Homemade Root Beer Recipe
- 1 gallon filtered water, divided
- 1 tablespoon sarsaparilla root
- 1 tablespoon ground sassafras leaves
- 1 tablespoon birch bark
- 3 whole star anise
- 2 Madagascar vanilla beans, split and scraped
- ½ teaspoon cracked ginger
- 5 sprigs fresh mint
- 1 ½ cups turbinado sugar
- ½ cup molasses
- ⅛ teaspoon brewer's yeast
Combine 2 quarts water, sassafras, sarsaparilla, birch, mint, star anise, ginger, and vanilla in a medium saucepan. Bring to a boil, then reduce to a simmer, and cook for 10 minutes. Remove pot from heat, cover, and let sit for 2- 2 ½ hours.
Line a fine mesh strainer with cheesecloth, and pour liquid through strainer into a large pot. Add the remaining 2 quarts water along with turbinado sugar and molasses. Stir until mixture is integrated, then cover.

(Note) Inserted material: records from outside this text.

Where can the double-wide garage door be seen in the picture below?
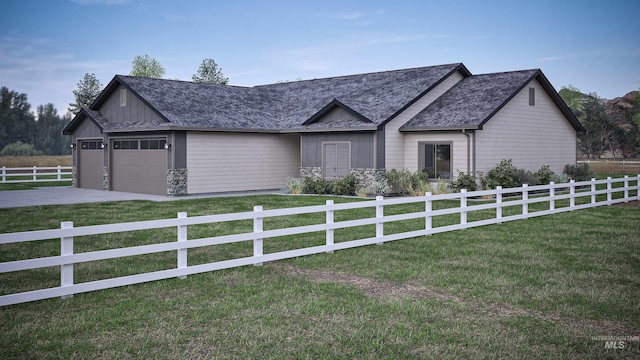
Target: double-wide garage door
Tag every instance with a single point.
(139, 166)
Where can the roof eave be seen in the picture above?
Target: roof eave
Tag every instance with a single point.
(75, 122)
(438, 128)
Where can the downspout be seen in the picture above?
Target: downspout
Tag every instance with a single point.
(464, 132)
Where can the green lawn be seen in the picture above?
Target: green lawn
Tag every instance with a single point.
(537, 288)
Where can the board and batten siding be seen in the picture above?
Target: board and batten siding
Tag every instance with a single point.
(221, 162)
(394, 139)
(531, 136)
(134, 110)
(457, 140)
(362, 148)
(87, 129)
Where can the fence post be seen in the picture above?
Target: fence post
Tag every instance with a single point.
(329, 218)
(66, 248)
(572, 193)
(428, 207)
(257, 228)
(379, 216)
(499, 203)
(463, 206)
(552, 195)
(626, 188)
(182, 237)
(525, 199)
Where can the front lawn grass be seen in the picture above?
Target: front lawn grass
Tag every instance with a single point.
(537, 288)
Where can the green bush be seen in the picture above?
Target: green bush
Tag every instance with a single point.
(578, 172)
(505, 174)
(464, 181)
(544, 175)
(294, 185)
(344, 186)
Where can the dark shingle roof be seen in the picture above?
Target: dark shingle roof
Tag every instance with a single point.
(472, 101)
(375, 97)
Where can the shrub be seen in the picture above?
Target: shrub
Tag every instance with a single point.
(578, 172)
(526, 177)
(544, 175)
(464, 181)
(504, 174)
(378, 187)
(318, 186)
(440, 188)
(559, 178)
(344, 186)
(294, 185)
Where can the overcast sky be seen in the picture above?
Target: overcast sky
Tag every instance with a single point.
(46, 46)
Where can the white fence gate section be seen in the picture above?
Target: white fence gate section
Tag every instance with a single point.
(625, 190)
(35, 174)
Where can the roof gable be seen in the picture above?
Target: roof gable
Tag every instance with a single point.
(476, 99)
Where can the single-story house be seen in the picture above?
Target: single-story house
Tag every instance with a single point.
(176, 137)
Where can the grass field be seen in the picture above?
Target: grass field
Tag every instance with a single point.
(28, 161)
(538, 288)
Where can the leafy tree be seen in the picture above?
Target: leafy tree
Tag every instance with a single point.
(19, 149)
(16, 120)
(88, 90)
(209, 72)
(599, 128)
(572, 96)
(145, 66)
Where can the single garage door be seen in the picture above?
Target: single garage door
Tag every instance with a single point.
(139, 166)
(90, 162)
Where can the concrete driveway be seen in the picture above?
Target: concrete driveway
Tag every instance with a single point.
(58, 195)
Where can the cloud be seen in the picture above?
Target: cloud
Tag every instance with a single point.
(46, 74)
(100, 2)
(322, 58)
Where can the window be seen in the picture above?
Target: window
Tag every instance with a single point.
(152, 144)
(125, 145)
(435, 160)
(91, 145)
(336, 160)
(123, 97)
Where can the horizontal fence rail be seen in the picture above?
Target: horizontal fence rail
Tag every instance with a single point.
(36, 174)
(625, 189)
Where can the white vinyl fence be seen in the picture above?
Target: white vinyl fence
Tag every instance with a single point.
(35, 174)
(624, 189)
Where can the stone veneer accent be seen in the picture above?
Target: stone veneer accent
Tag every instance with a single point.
(362, 175)
(74, 176)
(105, 178)
(176, 182)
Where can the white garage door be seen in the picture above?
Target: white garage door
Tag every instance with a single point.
(90, 163)
(139, 166)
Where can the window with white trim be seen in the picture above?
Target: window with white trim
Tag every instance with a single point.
(434, 159)
(336, 157)
(123, 97)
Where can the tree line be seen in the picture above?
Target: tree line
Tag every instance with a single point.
(612, 126)
(25, 133)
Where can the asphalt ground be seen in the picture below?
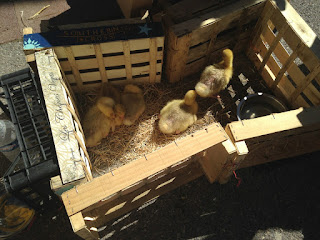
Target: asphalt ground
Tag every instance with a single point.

Let cool to 75°F, then stir in yeast and let sit for 15 minutes. Pour the mixture into empty plastic bottles, leaving about 2 inches of space on top. Screw on caps. Keep the bottles at room temperature for 36 hours, then open a bottle to see if it is carbonated enough. If not, reseal the bottle and let rest for another 12 to 24 hours until desired carbonation is reached.
Keep bottles in refrigerator for two days before drinking. Root beer can be kept in the refrigerator for up to one month.
*This root beer has a small alcohol percentage (.05%) due to the yeast and sugar fermentation process.